Carina ya no intentó buscar respuestas. Absorta contemplaba lo que ocurría. Decidió seguirlo, pero antes de iniciar la caminata, detrás del extraño, juntó del suelo varias ramitas repletas de azahares y, apurada, las acomodó en un brazo. Con sigilo imitó los pasos del extraño solitario. Al llegar a la esquina, el hombre se dirigió al centro de la plaza, desde donde se veía el portal cerrado de la iglesia. Se sentó como esperando ver abrirse las puertas de la parroquia Santa Rita. Sonaron las campanas de las seis de la tarde. El portal se abrió, se levantó, acomodó nuevamente su ropa, se dio un par de palmadas en el pecho y con la mirada luminosa y una gran sonrisa entró a la iglesia y caminó hasta el altar. Carina, atónita con la escena y expectante al desenlace, volvió a seguirlo hasta llegar a pocos metros del galante caballero.
El abstraído personaje giró la cabeza a la izquierda y al ver muy cerca suyo a la mujer de labios carmesí y un ramo de azahares en su brazo, vestida de blanco, le extendió la mano y con voz segura y cariñosa, le dijo:
– Amor mío, sabía que un día te encontraría.
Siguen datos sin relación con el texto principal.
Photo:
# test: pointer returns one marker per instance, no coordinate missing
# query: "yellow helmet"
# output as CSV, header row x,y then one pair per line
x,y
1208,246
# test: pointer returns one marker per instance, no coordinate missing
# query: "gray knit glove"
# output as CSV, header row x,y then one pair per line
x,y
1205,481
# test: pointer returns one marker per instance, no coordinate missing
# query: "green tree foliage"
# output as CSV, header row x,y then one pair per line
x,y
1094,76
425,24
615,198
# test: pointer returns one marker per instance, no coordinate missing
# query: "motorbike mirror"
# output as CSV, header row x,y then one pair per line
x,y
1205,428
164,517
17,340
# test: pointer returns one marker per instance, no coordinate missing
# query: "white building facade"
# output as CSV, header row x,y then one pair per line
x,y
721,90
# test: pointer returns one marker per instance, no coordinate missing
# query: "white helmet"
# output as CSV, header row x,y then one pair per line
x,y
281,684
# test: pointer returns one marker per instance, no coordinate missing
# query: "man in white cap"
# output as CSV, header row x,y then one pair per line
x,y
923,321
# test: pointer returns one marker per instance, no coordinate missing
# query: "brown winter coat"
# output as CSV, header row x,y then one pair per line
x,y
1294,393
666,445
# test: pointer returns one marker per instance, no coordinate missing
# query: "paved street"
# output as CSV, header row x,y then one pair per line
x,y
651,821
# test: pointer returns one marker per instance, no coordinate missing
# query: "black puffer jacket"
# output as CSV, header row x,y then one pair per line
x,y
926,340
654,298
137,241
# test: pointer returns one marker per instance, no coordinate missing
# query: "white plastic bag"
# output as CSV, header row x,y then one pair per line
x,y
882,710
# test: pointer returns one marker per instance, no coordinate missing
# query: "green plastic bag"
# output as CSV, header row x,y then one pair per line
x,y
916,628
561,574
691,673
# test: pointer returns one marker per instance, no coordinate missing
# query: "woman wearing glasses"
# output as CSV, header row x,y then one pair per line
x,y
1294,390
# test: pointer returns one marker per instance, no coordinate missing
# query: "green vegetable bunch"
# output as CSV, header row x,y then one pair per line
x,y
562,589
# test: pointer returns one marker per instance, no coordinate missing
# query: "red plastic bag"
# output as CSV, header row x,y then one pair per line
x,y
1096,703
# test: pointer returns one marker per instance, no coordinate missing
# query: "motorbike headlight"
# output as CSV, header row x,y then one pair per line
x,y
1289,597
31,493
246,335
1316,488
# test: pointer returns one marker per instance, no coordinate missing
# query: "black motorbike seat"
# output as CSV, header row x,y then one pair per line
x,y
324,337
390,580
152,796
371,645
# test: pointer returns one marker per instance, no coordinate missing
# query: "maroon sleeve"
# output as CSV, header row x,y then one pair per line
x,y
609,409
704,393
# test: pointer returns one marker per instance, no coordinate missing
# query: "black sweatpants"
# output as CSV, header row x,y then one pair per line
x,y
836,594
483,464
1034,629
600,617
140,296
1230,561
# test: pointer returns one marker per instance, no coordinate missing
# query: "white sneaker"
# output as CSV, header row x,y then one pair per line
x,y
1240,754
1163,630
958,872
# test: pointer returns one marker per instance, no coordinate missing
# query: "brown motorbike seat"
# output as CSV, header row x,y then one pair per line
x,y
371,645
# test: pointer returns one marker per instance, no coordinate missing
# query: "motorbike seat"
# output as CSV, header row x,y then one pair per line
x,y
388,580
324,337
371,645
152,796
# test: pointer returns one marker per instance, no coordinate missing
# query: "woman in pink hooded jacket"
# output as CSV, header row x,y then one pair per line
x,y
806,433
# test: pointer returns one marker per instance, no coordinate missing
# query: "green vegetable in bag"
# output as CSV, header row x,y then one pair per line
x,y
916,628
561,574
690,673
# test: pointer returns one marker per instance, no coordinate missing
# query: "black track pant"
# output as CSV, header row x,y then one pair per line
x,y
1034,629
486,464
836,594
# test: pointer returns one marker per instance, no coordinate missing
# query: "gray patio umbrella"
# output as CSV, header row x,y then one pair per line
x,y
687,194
Ella sin temor, tiritando entre emociones encontradas, se permitió dejar que las cosas sucedieran. Aceptó tomar su mano, la notó liviana, suave y perfumada, como las flores que cada tarde recogía del césped de su jardín. Él con un ademán gentil, la invitó a sentarse. Susurró palabras de amor. Agradeció al universo el encuentro y su perdón. Dejó caer sobre sus manos las dos pequeñas frutas que guardaba en el bolsillo. Apoyó su sien sobre la de ella, cerró los ojos y ya no se lo escuchó.
Carina despertó, a su lado no había nadie. Miró el ramo de azahares que sostenía sobre uno de sus brazos, sintió el delicioso aroma que como aura perfumaba la atmosfera en calma. Al abrir las manos, encontró un par de pequeños gemelos de oro, con forma de medias naranjas, y un diminuto ramillete de azahares. Aturdida, giró los gemelos y leyó el grabado apenas borrado, decía: “Carina y Camilo – 24-02-1914”.